A visit not announced in advance by either country, Secretary of State John Kerry will be arriving in Islamabad, Pakistan for what will likely be a series of strategic talks on a number of topics important to the region. Probably not revealed as a stop on this tour for the sake of security, it has now been confirmed that he will be arriving Monday for two days and that he will likely be meeting with Prime Minister Nawaz Sharif after landing.
It is believed that this trip could be instrumental in defining the nature of the relationship going forward between the U.S. and Pakistan now that the American combat mission in Afghanistan is officially ended. President Obama has been initiating a strategic dialogue with Pakistan to discuss any number of areas of cooperation between the two countries. The topics range from energy conservation to trade topics. One of the reasons this dialogue was begun was to branch out with respect to areas of common cause beyond what has perennially been perceived as a partnership based solely on security issues.

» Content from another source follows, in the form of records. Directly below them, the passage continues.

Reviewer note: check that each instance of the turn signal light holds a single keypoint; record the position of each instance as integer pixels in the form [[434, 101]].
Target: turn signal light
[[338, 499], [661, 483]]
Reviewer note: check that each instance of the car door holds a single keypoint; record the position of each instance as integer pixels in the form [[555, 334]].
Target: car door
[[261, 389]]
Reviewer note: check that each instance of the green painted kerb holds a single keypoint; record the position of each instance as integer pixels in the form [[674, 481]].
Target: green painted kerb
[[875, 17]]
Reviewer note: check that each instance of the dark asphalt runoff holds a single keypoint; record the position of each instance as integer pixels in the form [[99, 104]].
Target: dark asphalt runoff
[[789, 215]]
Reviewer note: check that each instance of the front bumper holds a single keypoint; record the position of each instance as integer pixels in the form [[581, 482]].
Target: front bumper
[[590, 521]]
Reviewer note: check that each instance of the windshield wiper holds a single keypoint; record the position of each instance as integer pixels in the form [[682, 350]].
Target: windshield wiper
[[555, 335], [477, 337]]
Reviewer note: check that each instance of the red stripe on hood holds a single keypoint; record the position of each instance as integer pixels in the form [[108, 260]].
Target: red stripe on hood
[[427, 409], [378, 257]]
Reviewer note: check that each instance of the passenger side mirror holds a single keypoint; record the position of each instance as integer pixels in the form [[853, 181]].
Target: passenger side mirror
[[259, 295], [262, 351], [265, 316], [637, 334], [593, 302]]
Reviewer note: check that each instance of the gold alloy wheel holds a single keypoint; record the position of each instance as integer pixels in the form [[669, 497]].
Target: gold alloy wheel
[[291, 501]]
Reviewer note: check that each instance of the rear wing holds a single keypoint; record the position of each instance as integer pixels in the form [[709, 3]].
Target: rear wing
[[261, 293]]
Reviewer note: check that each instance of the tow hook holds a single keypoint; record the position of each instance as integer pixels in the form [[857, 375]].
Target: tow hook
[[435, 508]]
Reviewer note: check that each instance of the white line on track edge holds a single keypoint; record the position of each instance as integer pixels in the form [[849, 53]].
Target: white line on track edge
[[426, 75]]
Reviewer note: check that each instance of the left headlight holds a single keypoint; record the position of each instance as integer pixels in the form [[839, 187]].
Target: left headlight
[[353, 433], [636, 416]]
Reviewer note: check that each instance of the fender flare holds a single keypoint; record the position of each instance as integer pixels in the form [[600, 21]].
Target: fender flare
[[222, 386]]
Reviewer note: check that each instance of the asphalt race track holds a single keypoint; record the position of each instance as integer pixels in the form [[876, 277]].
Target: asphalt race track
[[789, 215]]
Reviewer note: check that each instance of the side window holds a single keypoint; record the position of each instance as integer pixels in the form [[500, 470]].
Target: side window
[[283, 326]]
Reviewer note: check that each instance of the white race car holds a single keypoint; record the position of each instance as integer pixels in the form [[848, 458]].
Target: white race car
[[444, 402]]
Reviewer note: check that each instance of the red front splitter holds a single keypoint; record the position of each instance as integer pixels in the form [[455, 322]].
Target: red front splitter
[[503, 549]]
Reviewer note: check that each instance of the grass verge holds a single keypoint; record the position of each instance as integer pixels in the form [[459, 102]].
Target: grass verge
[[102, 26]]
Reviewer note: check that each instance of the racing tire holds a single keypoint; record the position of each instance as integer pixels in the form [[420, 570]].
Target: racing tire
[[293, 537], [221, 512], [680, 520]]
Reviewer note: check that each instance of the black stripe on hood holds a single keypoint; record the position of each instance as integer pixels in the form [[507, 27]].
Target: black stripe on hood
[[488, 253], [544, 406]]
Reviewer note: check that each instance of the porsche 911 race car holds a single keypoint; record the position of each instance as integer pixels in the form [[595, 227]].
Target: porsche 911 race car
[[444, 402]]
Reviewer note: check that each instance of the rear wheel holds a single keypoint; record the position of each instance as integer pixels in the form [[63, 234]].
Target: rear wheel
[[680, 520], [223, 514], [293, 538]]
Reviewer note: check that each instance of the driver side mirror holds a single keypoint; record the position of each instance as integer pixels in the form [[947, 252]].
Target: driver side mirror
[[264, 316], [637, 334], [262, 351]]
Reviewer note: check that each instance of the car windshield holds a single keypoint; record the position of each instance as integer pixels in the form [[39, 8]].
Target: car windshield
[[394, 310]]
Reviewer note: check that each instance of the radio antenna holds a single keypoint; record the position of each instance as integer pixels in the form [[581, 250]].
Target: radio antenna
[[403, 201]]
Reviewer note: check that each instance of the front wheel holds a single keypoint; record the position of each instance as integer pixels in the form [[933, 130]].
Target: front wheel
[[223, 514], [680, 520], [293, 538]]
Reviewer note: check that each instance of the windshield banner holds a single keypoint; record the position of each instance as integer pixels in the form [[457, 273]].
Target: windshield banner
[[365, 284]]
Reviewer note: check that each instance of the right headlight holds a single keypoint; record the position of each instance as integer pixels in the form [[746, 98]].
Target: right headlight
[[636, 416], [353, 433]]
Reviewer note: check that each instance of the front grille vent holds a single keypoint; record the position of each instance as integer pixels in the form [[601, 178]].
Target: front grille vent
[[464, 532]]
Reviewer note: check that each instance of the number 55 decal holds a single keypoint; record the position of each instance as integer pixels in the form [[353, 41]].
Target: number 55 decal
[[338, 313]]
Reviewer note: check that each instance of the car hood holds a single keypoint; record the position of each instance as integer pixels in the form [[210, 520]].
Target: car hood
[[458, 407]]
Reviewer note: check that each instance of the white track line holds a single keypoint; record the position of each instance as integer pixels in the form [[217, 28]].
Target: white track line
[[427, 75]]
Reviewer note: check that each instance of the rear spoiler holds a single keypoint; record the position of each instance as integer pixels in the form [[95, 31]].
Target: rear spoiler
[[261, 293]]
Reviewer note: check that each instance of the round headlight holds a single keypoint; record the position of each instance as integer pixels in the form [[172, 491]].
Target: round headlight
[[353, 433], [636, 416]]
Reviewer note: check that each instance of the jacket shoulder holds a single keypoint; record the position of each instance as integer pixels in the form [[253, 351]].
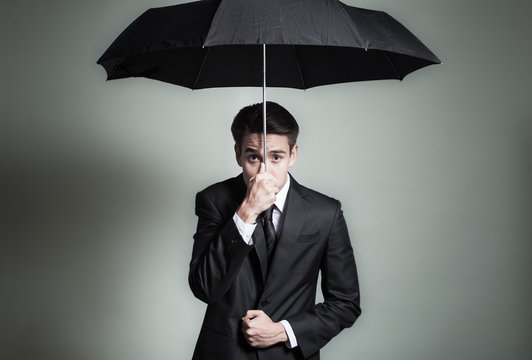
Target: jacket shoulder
[[315, 196]]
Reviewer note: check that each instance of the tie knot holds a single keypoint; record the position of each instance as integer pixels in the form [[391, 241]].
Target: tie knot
[[268, 214]]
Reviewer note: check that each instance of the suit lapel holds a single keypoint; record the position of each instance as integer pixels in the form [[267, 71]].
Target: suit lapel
[[295, 213], [260, 248]]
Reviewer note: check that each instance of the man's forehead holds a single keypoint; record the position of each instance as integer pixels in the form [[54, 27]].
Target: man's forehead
[[254, 141]]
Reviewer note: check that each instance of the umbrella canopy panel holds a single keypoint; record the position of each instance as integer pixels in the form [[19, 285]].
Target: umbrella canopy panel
[[309, 43]]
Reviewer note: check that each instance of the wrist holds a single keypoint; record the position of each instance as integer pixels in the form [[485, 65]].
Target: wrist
[[281, 336]]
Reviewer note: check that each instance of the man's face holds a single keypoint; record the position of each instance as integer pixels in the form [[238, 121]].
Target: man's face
[[279, 158]]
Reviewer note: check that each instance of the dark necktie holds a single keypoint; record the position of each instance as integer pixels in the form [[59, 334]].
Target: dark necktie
[[269, 231]]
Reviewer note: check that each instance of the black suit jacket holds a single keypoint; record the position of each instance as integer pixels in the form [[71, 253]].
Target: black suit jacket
[[233, 277]]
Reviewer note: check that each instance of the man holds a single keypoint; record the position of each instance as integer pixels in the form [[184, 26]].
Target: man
[[259, 274]]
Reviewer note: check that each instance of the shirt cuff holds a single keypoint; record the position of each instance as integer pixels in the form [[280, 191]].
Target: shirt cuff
[[245, 230], [292, 341]]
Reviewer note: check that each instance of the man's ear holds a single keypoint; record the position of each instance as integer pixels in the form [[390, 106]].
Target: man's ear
[[293, 155], [237, 155]]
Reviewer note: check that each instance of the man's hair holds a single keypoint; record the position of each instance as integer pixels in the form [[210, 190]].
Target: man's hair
[[278, 121]]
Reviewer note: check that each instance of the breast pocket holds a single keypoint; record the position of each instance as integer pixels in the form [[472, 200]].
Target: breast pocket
[[308, 238]]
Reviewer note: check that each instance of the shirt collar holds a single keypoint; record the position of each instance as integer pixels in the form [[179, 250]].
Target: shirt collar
[[281, 195]]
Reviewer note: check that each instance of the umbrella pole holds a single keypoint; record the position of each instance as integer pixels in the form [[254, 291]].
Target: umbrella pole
[[264, 101]]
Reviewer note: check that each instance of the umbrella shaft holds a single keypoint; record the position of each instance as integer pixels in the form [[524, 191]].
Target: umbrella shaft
[[264, 101]]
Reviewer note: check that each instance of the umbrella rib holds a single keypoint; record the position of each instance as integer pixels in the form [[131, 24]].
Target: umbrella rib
[[391, 64], [200, 69], [299, 68]]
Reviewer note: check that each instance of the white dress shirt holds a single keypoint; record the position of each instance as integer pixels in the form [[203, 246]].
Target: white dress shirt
[[246, 231]]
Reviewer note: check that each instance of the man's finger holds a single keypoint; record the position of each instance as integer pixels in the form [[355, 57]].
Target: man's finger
[[250, 314]]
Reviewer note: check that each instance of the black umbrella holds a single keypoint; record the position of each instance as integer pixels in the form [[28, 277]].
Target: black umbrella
[[222, 43]]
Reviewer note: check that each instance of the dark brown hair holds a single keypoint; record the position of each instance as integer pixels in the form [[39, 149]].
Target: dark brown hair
[[278, 121]]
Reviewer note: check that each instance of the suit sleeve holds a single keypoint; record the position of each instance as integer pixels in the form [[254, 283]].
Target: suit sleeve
[[341, 306], [217, 254]]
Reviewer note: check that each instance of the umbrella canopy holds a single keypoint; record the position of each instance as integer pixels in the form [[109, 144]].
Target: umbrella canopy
[[309, 43]]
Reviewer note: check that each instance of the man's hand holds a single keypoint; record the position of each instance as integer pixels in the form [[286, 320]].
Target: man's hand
[[260, 331], [261, 194]]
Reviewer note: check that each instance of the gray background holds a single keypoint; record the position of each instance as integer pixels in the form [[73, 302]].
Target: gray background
[[99, 178]]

That said, the reality of the situation is that whatever progress is made toward the goal of expanding the relationship, the subject of security is not going to be far from the table. Kerry will be dealing with the fact that Pakistan continues to express concerns that the U.S. is repeating the mistakes of the past with Afghanistan, and that they will be leaving the region unsupported. Kerry’s visit is meant, at least in part, to reassure Pakistani officials that this withdrawal will be different from the last one, and that the U.S. will still be around.
It is also expected that the topic of relations with India will also come up. Kerry has just completed a visit there, and is expected to push for talks between the two countries as he did with Indian Prime Minister Narendra Modi. The two countries are currently experiencing a high level of tension between them after Pakistani civilians were killed in a recent shooting incident involving border skirmishes with India. Kerry will be meeting with Indian military representative General Raheel Sharif to discuss these and other issues involving safety and military actions in the area.
It could be a coup for Kerry if he were able to have an impact on the ongoing battles going on in the region at the borders. It may be little more than a pipe dream, however. The U.S. announcement that it was increasing civilian and military support for Pakistan based on their performance in assisting to counter terrorist organizations anc activities in the country. India has immediately responded to that announcement with a statement of their own claiming exactly the opposite. They point to what they perceive as a poor handling of interactions with groups like Jaish Muhammad or Lashkar-e-Taiba. Pakistan, of course, claims that they are fighting terrorism without prejudice.
If John Kerry is able to wade through the security concerns and participate in this strategic dialogue in this visit, it will go a long way toward convincing people in Pakistan that the U.S. is interested in investing in the country for other reasons than simply military strategy. It may well be that the most strategic talks being held in the next two days will involve trade and tourism rather than military concerns.